The effects of froth depth and impeller speed on gas dispersion properties and metallurgical performance of an industrial self-aerated flotation machine

Abstract

In self-aerated flotation machines, the gas rate depends on operational variables (e.g. froth depth and impeller speed), pulp properties (e.g. solid content and viscosity), and reagent addition (e.g. type and concentration of frother). The gas rate has a strong correlation with the flotation performance by influencing the gas dispersion properties and froth retention time. A factorial experimental design was used to study how the gas dispersion properties, the froth retention time, and the flotation performance respond to changes in froth depth and impeller speed (as the most common operational variables).
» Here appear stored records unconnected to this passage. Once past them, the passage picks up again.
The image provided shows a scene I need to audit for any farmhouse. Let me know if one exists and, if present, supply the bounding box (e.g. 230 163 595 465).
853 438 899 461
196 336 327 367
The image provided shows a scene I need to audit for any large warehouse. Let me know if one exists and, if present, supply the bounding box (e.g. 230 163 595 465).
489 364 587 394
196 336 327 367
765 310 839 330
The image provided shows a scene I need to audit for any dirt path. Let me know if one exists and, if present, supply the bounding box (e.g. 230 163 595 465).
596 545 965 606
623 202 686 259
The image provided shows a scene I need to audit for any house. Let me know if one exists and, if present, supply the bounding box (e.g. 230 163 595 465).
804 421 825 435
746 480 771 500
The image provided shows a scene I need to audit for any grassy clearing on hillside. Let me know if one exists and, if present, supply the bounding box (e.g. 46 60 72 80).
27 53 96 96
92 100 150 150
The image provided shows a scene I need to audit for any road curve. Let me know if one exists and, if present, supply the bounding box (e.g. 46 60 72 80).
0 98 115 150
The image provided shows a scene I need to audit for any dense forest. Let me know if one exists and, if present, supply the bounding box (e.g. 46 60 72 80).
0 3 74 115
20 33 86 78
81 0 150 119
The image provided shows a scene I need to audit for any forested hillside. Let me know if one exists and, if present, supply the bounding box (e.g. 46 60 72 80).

An in-depth understanding of the effects of impeller speed and froth depth on the gas dispersion properties, especially the bubble surface area flux and froth retention time, is necessary to improve operating strategies for self-aerated flotation machines. All experiments were carried out in a 50 m3 selfaerated flotation cell in an iron ore processing plant. The results showed that the froth depth affected the metallurgical performance mostly via changing the froth retention time. The impeller speed had two important impacts on the metallurgical performance via varying both the froth retention time and the bubble surface area flux in the froth and pulp zones, respectively. The interaction effects of the froth depth and impeller speed were also established. This allowed us to develop a strategy for operating selfaerated flotation machines based on varying the froth depth and impeller speed with regard to the cell duty.